Man bedenke im Zusammenhang mit der Chronologie des Œuvre von FMT, dass er 1920, als er sein erstes Gitarrenstück vollendete, bereits mehrere Zarzuelas geschrieben hatte, die ausnahmslos in namhaften Theatern uraufgeführt worden waren: „Las decididas“ (UA [Uraufführung]) 1912, „Como los ojos de mi morena (UA 1919), „Las fuerzas ocultas“ (UA 1920), „Cuidado con la pintura“ (UA 1920) und „Artistas para fin de fiesta“ (UA 1920) – als diese Bühnenwerke aufgeführt wurden, war der Komponist gerade neunundzwanzig Jahre alt oder jünger! FMTs letztes große Bühnenwerk wurde am 11. Oktober 1966 im Teatro Maravillas uraufgeführt: „Ella – lírico dramático“. Jetzt war Federico Moreno Torroba fünfundsiebzig Jahre alt und stand am Ende seiner Karrriere.

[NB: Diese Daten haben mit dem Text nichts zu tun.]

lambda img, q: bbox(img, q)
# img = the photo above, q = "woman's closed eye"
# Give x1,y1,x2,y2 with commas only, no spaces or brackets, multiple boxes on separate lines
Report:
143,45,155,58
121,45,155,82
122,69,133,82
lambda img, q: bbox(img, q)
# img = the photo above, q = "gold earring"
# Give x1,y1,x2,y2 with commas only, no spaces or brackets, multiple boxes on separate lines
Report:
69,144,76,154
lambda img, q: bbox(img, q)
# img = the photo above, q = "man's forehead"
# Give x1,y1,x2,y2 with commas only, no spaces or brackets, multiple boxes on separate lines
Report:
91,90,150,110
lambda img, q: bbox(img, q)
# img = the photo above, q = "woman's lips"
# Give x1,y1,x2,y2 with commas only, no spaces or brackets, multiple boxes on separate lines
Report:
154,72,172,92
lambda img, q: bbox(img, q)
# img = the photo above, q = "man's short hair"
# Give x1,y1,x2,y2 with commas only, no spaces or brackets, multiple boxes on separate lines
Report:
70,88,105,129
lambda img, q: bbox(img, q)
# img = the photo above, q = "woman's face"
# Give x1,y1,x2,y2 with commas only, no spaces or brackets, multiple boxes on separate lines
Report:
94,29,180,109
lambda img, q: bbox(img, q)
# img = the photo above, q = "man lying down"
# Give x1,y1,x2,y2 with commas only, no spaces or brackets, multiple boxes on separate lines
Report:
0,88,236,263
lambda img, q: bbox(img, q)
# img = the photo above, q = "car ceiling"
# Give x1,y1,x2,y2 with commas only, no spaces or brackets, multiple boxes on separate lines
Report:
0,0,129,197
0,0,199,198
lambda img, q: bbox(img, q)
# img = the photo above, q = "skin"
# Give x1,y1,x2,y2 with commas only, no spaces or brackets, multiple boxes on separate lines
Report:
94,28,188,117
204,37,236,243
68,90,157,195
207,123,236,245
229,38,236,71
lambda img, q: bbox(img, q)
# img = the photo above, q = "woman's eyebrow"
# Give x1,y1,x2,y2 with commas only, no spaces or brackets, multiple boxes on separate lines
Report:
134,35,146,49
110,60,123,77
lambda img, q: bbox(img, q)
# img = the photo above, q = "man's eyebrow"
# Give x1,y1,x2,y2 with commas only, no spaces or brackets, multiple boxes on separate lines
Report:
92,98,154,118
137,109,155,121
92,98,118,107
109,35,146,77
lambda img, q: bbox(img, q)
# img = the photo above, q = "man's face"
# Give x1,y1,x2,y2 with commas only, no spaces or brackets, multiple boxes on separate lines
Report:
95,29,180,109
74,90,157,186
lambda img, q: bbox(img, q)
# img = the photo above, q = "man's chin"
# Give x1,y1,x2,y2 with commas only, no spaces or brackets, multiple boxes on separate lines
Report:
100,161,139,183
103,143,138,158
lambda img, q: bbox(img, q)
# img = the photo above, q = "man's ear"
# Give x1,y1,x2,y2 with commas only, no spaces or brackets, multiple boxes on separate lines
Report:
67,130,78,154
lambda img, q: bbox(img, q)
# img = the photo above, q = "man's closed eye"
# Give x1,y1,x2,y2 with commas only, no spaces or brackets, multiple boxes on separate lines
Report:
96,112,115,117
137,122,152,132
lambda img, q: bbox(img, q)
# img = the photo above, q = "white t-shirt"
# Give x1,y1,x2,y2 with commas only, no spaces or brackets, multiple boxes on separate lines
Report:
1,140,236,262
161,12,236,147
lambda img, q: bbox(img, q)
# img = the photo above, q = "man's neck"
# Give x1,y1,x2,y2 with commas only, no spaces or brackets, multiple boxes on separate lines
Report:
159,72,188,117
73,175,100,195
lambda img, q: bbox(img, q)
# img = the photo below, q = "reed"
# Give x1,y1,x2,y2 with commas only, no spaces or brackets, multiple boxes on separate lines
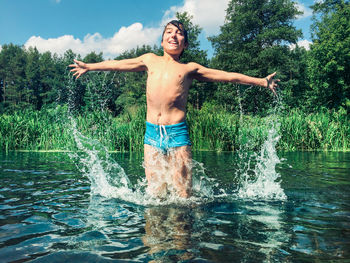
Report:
0,105,348,152
278,107,349,151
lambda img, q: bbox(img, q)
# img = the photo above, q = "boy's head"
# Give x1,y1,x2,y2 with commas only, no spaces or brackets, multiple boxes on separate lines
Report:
161,20,188,58
162,20,188,45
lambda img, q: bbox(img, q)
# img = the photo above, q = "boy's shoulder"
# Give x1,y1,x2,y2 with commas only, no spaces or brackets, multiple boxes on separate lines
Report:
186,61,200,66
140,52,161,63
186,62,202,70
142,52,160,59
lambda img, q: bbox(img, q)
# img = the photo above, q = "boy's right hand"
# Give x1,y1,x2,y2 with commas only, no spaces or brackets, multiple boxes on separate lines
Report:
69,59,89,79
265,72,279,96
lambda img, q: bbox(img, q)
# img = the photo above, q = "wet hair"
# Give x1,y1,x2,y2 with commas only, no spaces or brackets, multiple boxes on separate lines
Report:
162,20,188,44
162,20,188,58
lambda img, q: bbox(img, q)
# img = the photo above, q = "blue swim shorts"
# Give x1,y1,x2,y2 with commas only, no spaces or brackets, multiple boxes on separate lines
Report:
144,121,191,153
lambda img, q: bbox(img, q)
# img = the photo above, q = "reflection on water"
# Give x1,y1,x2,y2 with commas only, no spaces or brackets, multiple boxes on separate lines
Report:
0,151,350,262
143,206,193,262
236,202,289,262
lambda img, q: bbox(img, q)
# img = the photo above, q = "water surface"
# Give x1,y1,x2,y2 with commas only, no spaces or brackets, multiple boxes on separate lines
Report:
0,151,349,262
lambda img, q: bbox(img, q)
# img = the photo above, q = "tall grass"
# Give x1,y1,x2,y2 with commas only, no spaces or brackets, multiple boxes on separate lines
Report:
0,104,349,152
278,107,349,151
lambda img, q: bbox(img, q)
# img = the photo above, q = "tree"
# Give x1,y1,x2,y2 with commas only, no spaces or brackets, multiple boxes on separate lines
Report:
39,51,60,107
58,49,86,113
281,46,308,110
81,51,106,111
113,45,156,115
83,51,104,63
209,0,302,114
176,12,211,109
25,47,41,109
0,44,27,112
306,0,350,110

Als Segovia anregte, FMT solle doch für ihn Gitarrenstücke komponieren, war Moreno Torroba keineswegs um Kompositionsaufträge verlegen – die Auftragslage war glänzend, würde ein Betriebswirt heute sagen. 1936, als der Spanische Bürgerkrieg begann, änderte sich die Situation zwar – für Amüsement, wie es von Zarzuelas geboten wird, bestand immer weniger Nachfrage – trotzdem schrieb FMT rund einhundert Bühnenwerke mit Musik (hauptsächlich Zarzuelas, zwei Opern). Aber auch der Film war zum Konkurrenten für Theaterschaffende geworden.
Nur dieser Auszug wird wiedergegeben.